Detecting Hardware Trojans with Machine Learning
By Anna McCowan, Software Marketing Engineer
The Internet of Things (IoT) is changing everything – from smart devices to smart infrastructure. Unfortunately, along with it comes the threat of malware and cybersecurity attacks. Because IoT devices can contain components from multiple sources, their hardware and software can include security schemes that range from very sophisticated to nonexistent. Detecting malicious circuitry – or hardware Trojans – becomes more difficult as the number of electronic components increases. As more and more IoT devices enter our everyday lives, engineers must consider new methods to detect hardware Trojans.
Analyzing device current waveforms is one method to identify hardware Trojans in the circuitry. However, today, with fast clock rates and wide, dynamic ranges, engineers must take quick, continuous measurements to capture the waveform in full detail. This can generate huge data files, potentially greater than 1 Terabyte for measurements taken over 24 hours. Sifting through such a massive database manually is a daunting task. It’s easy for hardware Trojans to slip through unnoticed.

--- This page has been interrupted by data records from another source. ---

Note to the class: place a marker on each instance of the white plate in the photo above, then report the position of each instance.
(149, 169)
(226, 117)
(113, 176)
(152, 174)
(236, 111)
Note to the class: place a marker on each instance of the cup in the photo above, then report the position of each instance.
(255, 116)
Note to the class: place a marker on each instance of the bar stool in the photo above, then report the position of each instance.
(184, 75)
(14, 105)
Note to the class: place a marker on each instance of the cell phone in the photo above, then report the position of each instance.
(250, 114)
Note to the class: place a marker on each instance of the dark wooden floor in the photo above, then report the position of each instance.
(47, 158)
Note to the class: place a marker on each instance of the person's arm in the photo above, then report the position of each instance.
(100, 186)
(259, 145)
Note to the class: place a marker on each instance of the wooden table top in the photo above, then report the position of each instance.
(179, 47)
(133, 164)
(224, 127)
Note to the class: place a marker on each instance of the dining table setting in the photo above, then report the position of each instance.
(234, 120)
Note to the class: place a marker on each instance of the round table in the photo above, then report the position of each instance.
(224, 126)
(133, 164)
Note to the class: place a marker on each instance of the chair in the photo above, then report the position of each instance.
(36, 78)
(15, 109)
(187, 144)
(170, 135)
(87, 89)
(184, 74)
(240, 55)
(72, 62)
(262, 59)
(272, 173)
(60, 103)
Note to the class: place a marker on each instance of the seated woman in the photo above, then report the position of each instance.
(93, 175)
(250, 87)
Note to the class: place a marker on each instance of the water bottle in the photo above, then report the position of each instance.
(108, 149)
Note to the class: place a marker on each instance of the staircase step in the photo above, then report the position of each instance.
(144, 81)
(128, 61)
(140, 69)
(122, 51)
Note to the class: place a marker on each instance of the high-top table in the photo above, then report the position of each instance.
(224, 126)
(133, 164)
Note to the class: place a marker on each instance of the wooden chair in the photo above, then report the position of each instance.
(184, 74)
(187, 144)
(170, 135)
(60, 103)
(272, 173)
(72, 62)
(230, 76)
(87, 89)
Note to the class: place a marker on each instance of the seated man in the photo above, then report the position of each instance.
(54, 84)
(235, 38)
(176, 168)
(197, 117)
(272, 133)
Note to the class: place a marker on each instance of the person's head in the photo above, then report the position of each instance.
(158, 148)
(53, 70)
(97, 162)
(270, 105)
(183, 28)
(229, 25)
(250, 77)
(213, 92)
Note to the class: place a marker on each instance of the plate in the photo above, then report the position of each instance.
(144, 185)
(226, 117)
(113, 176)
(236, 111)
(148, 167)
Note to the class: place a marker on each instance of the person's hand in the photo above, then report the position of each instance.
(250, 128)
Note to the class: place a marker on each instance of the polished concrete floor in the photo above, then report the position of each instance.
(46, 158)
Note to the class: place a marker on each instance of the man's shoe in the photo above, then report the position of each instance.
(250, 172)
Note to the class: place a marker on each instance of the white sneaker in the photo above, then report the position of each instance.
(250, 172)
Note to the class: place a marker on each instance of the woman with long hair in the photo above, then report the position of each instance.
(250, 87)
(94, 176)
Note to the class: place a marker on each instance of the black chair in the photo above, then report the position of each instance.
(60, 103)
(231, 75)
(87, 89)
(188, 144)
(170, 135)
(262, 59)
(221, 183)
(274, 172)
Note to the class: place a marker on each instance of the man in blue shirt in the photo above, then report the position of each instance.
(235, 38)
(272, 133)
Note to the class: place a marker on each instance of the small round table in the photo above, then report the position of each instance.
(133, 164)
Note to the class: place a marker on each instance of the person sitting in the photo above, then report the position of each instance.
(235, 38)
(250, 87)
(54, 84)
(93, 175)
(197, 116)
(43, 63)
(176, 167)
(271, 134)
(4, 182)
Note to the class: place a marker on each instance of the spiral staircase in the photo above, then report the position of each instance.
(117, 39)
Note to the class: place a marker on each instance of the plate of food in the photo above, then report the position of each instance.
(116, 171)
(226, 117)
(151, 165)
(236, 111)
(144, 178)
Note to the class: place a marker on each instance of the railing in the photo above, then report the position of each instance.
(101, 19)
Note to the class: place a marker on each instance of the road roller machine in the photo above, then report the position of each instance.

Until recently, there wasn’t really a solution to this. Data loggers can capture large amounts of data, but they don’t have the bandwidth to capture high-frequency signals. Oscilloscopes can handle the bandwidth, but they have limited data storage. And neither hardware solution has a built-in way to visualize the data, making it difficult to identify unexpected patterns.
Many technology companies are exploring a new solution for handling these big data challenges: machine learning. Keysight researchers have developed a solution that could analyze terabyte-sized waveform databases orders of magnitude more quickly than conventional techniques. (Figure 1).
Figure 1. Overview of anomalous waveform analytics capabilities
Users can immediately locate questionable signals that cannot be identified by traditional methods. In real-time, the system uses machine learning technology to sort the incoming data and tag waveform segments based on their similarity. It should be noted that the sorting doesn’t have to be perfect; it just requires enough information to detect trends and identify outliers.
As the complexity of our devices continues to increase, the software tools used to evaluate them need to keep pace. In cases where devices are used in mission-critical systems, such as IoT, understanding waveform behavior can make or break the security of your system or device. Security in IoT is important to both the users and the developers. Whether you are designing IoT devices in the industry, home, medical, or education sector, the device’s security must be analyzed prior to product deployment. With machine learning, this analysis has become much easier.